Posted by Timothy P. PolishanAug 02, 2022

When, prior to issuance of an arbitration award, a party knows—or has reason to know—prospective grounds for challenging the coming award but waits to object until after it loses the arbitration, a party can waive its right to challenge the award on those grounds. Goldman Sachs v. Athena, 803 F.3d 144 (3d Cir. 2015); E.g., Simons v. Brown, 444 F. Supp. 3d 642, 653 (E.D. Pa. 2020), aff'd, No. 20-1814, 2022 WL 296636 (3d Cir. Feb. 1, 2022)(“Importantly, at no time during the arbitration process did Simons challenge Weintraub's supposed exclusion of evidence on procedural grounds. Instead, he waited to raise his objections on review of the Award. The Third Circuit has held [in Goldman Sachs] that a party waives its right to seek vacation of an award on grounds…where it had constructive knowledge [of those grounds]…during the [arbitration] proceedings and chose not to challenge it at that point”).

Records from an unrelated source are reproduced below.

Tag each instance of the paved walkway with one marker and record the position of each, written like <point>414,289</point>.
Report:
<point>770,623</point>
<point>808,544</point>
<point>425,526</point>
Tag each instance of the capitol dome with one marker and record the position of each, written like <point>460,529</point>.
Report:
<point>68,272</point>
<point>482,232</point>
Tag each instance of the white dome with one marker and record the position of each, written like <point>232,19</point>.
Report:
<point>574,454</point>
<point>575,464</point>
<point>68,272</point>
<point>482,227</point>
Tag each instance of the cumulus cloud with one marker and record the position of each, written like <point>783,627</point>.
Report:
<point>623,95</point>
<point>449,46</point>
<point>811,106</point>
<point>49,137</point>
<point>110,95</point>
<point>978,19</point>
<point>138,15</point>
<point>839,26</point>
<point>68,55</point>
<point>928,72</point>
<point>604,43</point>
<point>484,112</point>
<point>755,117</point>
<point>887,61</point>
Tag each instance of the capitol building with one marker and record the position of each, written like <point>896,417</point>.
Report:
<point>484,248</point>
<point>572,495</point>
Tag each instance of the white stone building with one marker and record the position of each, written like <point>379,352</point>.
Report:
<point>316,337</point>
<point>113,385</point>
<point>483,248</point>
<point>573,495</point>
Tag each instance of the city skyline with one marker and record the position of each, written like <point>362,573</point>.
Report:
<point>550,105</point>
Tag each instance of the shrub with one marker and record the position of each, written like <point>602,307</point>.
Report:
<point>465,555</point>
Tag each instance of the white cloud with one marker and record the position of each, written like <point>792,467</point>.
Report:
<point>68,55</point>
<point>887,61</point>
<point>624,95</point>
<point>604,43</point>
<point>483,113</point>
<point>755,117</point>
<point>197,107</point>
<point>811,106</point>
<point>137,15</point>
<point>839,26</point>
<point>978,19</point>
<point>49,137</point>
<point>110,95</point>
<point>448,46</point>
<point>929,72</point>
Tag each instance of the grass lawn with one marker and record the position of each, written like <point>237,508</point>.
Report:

In this vein, courts hold that parties waive their right to challenge an allegedly “untimely” award when they do not object during the arbitration proceedings, but rather wait until filing a motion in district court seeking vacatur of the award pursuant to the FAA—particularly when time is not of the essence in the  parties' arbitration agreement, and there is no showing of prejudice caused by the delay. E.g., Davis v. Producers, 762 F.3d 1276 (11th Cir. 2014), cert. den. 575 U.S. 913 (Party waived right to challenge arbitration award as untimely where he did not object during arbitration but waited until filing in district court seeking vacatur of award pursuant to FAA, and failed to show he was prejudiced by delay); Hasbro v. Catalyst, 367 F.3d 689 (7th Cir. 2004) (Time was not of essence in parties' arbitration agreement, precluding vacatur of arbitration award on grounds arbitrators had exceeded powers by taking too long to render award; neither arbitration agreement nor governing rules stated time was of essence, and conduct of parties did not indicate differently); Success Village v. Amalgamated Local 376, 380 F.Supp.2d 95 (D. Conn. 2005) (Arbitration panel's failure to render timely arbitration award did not warrant vacating award, where there was no showing that party objected to the delay prior to issuance of the award, or suffered actual harm stemming from delay); In re A.H. Robins Co., 211 B.R. 199 (E.D. Va. 1997), affirmed 166 F.3d 331, cert. denied 528 U.S. 1082 (Allegation of arbitrator error in failing to render timely decision did not warrant vacating award given lack of evidence claimant was prejudiced by arbitrator's delay).